I end up with a combination of PowerPoint and drawing & writing on the board. Does is take longer to prep? The first time, definitely yes. But there are pictures & diagrams I don't expect the students to be able to draw, so its an easy way to differentiate between what they have to reproduce (anything drawn / written on the chalkboard) and things they just have to be able to see (ppt).

The second reason for PowerPoint is actually a question of continuity: I teach back to back sections of the exact same intro class MWF. The PowerPoint slides make sure that I actually cover approximately the same material with both classes. I'm less likely to skip a diagram / topic if its up on the screen.

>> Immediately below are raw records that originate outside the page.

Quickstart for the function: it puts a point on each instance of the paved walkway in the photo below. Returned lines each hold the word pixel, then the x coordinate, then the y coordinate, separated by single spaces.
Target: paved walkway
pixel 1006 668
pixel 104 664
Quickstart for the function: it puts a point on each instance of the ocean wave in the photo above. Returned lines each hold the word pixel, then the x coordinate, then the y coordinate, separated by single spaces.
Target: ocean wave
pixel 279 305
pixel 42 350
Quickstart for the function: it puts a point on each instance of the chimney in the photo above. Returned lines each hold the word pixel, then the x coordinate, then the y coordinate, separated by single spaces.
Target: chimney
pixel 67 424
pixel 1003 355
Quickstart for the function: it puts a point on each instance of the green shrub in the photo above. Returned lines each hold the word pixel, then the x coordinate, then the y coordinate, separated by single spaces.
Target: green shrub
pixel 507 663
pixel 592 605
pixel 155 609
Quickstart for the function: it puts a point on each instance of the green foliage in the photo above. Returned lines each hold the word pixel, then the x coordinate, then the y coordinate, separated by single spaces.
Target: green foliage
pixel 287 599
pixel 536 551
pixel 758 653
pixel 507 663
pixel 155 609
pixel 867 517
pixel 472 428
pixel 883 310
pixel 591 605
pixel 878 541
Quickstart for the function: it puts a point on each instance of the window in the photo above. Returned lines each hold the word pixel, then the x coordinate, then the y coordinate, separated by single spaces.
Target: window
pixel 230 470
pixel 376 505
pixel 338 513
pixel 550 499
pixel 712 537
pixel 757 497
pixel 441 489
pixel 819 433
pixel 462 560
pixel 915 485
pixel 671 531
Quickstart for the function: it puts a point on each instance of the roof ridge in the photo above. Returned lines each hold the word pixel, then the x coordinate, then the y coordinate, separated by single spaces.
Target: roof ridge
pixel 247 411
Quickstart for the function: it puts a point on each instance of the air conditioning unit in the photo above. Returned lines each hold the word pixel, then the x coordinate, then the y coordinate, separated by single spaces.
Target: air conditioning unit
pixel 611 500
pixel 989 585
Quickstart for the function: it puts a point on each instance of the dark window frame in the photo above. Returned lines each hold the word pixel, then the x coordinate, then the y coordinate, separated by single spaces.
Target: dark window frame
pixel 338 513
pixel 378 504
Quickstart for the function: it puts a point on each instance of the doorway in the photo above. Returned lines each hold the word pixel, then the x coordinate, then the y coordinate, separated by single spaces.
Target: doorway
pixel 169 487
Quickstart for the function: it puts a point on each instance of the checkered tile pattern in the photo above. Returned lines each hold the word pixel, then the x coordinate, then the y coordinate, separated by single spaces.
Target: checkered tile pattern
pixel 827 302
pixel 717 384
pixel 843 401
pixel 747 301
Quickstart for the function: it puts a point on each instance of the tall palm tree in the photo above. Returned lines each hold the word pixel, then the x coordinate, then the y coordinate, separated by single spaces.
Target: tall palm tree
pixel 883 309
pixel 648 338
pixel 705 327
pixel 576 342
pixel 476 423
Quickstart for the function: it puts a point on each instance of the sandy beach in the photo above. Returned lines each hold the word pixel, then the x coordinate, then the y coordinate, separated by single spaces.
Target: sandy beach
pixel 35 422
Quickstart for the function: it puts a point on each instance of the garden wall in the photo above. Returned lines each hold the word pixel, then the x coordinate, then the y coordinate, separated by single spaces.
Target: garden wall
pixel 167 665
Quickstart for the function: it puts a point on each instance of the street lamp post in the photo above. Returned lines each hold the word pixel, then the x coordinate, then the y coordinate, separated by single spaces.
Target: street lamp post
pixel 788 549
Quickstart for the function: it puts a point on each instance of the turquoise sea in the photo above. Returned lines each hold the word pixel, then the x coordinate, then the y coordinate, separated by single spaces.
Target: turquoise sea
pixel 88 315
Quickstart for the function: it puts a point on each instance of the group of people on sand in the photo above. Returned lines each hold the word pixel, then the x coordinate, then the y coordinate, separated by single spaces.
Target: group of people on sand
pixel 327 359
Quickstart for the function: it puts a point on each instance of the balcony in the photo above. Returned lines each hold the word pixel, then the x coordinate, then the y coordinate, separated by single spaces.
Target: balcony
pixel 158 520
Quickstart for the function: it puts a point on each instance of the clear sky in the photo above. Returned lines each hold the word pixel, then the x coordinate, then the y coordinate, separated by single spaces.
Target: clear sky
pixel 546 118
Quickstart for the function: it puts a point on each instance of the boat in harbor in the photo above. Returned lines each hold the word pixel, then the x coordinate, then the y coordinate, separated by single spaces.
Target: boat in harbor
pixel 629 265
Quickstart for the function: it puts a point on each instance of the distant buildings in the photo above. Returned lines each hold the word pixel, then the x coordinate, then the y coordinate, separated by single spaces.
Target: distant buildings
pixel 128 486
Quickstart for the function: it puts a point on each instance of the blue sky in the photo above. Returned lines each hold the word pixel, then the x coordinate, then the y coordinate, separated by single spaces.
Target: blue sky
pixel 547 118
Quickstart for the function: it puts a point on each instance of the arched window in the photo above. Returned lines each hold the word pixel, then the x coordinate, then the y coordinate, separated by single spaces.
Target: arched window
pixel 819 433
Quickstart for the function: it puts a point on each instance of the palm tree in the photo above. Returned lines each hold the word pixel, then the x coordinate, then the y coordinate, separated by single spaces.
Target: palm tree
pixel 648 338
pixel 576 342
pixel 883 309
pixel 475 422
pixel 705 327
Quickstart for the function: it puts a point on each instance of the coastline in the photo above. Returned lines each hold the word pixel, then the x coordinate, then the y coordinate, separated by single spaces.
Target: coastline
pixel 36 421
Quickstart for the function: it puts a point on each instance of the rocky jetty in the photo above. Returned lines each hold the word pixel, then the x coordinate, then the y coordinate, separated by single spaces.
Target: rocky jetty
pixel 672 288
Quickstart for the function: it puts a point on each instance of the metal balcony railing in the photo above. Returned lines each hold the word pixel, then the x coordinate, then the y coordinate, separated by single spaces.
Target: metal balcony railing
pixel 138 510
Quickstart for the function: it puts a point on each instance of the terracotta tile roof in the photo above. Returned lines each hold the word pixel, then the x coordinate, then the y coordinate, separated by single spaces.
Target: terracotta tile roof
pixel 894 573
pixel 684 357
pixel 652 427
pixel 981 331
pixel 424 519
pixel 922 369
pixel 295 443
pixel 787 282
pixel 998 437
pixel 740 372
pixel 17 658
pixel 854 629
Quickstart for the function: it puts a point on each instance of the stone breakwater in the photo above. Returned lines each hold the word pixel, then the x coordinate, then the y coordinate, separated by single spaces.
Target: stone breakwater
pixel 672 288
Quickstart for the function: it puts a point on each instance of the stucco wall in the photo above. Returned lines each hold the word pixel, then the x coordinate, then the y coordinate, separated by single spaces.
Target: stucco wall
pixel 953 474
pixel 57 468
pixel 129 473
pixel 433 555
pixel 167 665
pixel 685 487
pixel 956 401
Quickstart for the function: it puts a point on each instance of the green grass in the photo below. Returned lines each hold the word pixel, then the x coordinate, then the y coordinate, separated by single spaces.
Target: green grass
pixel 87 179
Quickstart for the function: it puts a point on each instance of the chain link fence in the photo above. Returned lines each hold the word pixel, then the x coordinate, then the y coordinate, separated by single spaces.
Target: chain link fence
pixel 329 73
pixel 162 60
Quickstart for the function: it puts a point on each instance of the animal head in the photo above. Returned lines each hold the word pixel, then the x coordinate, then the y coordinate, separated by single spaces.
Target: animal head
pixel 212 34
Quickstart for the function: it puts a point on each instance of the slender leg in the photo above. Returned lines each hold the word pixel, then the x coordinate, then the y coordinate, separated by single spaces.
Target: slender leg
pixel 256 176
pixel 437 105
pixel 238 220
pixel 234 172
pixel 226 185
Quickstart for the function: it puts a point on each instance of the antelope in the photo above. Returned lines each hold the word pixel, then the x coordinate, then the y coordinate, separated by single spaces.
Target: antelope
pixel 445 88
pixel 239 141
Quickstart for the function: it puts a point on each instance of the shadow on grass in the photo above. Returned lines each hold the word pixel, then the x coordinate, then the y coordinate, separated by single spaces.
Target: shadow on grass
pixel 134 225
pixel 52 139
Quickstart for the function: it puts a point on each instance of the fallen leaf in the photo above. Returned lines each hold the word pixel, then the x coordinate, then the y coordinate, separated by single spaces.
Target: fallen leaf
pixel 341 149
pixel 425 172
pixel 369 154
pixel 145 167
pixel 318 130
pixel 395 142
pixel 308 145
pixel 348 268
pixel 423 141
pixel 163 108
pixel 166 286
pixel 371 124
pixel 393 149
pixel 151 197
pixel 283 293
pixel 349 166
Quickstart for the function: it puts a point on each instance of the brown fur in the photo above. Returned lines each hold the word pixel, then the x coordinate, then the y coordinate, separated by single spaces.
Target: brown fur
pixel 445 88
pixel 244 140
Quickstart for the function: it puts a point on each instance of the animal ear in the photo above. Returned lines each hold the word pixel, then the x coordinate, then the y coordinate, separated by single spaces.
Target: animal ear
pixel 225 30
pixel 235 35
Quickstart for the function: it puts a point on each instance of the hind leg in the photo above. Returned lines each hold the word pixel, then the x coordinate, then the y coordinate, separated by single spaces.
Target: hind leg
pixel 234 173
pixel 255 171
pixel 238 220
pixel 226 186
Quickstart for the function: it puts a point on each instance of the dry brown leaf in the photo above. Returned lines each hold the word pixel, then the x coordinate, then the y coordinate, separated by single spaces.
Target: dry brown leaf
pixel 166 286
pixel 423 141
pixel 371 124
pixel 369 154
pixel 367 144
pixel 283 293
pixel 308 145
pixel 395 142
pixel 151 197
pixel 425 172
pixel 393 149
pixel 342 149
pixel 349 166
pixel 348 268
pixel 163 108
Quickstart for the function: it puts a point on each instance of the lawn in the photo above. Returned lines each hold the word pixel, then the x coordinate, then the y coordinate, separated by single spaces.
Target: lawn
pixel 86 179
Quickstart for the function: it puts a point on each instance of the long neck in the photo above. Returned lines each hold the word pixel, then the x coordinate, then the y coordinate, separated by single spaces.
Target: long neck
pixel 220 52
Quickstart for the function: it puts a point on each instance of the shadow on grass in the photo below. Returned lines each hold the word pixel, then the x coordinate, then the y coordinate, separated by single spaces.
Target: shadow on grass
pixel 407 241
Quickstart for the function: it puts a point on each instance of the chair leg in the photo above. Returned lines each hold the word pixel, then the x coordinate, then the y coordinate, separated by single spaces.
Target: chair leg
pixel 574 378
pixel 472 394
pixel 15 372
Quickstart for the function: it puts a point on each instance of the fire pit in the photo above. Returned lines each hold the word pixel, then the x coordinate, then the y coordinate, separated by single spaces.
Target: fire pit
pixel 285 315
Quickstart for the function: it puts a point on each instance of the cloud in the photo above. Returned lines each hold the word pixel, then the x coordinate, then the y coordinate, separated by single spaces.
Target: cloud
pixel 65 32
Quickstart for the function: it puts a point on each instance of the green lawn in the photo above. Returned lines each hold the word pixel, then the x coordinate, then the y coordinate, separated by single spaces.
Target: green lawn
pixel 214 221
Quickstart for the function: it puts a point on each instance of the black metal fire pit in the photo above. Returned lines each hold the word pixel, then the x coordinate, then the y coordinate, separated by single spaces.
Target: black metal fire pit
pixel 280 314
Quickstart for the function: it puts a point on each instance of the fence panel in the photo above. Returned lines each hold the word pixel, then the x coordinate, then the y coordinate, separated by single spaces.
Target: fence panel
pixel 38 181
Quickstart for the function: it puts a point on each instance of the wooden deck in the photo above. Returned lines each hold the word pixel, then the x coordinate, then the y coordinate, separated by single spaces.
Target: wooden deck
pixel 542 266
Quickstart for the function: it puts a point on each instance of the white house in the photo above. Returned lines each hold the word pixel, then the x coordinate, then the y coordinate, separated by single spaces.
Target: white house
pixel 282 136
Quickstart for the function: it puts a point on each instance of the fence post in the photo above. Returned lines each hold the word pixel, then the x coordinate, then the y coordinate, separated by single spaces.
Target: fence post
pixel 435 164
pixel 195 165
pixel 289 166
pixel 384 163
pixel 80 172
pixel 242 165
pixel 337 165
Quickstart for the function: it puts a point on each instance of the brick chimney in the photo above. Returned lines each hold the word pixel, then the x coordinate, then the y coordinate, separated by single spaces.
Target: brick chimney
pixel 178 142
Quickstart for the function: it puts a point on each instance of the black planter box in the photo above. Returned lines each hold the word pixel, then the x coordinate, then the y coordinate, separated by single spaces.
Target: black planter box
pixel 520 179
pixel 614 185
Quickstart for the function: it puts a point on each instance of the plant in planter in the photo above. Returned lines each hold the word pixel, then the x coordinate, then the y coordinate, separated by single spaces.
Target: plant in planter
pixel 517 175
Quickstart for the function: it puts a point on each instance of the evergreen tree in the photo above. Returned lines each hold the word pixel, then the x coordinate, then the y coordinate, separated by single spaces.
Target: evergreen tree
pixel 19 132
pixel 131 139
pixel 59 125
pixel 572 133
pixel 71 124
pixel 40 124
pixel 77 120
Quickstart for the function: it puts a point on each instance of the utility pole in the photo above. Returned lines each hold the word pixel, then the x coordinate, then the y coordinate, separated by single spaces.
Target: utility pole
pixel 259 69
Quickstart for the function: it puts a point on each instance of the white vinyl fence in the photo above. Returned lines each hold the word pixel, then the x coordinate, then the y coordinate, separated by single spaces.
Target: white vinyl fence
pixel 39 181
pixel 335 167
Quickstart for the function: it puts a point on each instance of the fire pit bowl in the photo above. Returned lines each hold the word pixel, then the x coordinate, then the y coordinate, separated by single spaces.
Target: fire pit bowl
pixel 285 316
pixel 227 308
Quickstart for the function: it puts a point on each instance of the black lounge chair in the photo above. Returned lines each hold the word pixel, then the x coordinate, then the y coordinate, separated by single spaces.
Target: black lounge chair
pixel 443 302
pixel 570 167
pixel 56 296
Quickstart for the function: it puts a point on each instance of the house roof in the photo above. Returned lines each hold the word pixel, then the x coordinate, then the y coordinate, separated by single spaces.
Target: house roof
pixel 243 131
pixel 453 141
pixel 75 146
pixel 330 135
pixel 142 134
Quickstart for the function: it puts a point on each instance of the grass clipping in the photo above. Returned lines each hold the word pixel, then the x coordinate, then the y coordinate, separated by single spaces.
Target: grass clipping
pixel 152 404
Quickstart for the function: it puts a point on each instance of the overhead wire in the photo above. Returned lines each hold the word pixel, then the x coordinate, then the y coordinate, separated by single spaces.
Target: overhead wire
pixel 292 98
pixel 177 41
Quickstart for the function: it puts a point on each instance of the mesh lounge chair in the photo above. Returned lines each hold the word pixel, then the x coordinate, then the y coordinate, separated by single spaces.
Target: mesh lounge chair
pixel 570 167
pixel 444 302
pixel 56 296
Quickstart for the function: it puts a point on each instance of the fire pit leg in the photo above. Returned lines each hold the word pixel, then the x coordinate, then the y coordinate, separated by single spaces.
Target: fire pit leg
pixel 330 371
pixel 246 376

I will admit, though, that the projector became temperamental last week, so I just turned around and drew everything on the board. But I had my ppt slides printed out as a handouts page with 6 slides per page in front of me, so it was a direct reminder of what needed to be covered.

Anonymous said...

I was the graduate department Luddite in the mid-1980's as well - or only sort of. The college was just becoming computerized, with a network installed, IBM ATs with dual 5 1/4 floppies and a 40 meg hard disk for each professor, and TWO of those machines in a computer lab for the grad students. Everyone went to writing their papers on the computer in Word for DOS. Of course, with 30 grad students and two computers, the line to type the papers was often long, and the grad students quickly came up with the rule "Thou Shalt Not Compose on the Computer". Everyone was writing out their papers longhand on yellow legal pads, and then typing them into the computer.

I was writing my dissertation at the time. I was doing pebble counts, washing the muck off the pebbles, sorting them with wet hands, and reducing the data to percentages with a slide rule, because my wet hands wouldn't short out an expensive calculator. So most of my colleagues thought i was a Luddite already.

Instead of fighting the crowd at the computer, I brought in a typewriter, and a ream or two of corrasable bond typing paper. I could stop in the middle of a sentence, look up a reference, erase and go back, and occasionally even cut and paste with scissors and Elmer's glue.

My first draft was ugly, but readable. As my advisor sent me back a chapter at a time, I marched into the computer lab, and entered the second draft into the computer.

My colleagues asked me why I was finally using a computer. I replied that they wrote out their papers in longhand, and then typed them to be on their first draft. I had done just as much work, and was now on my second.

Only then did they realize they had been had.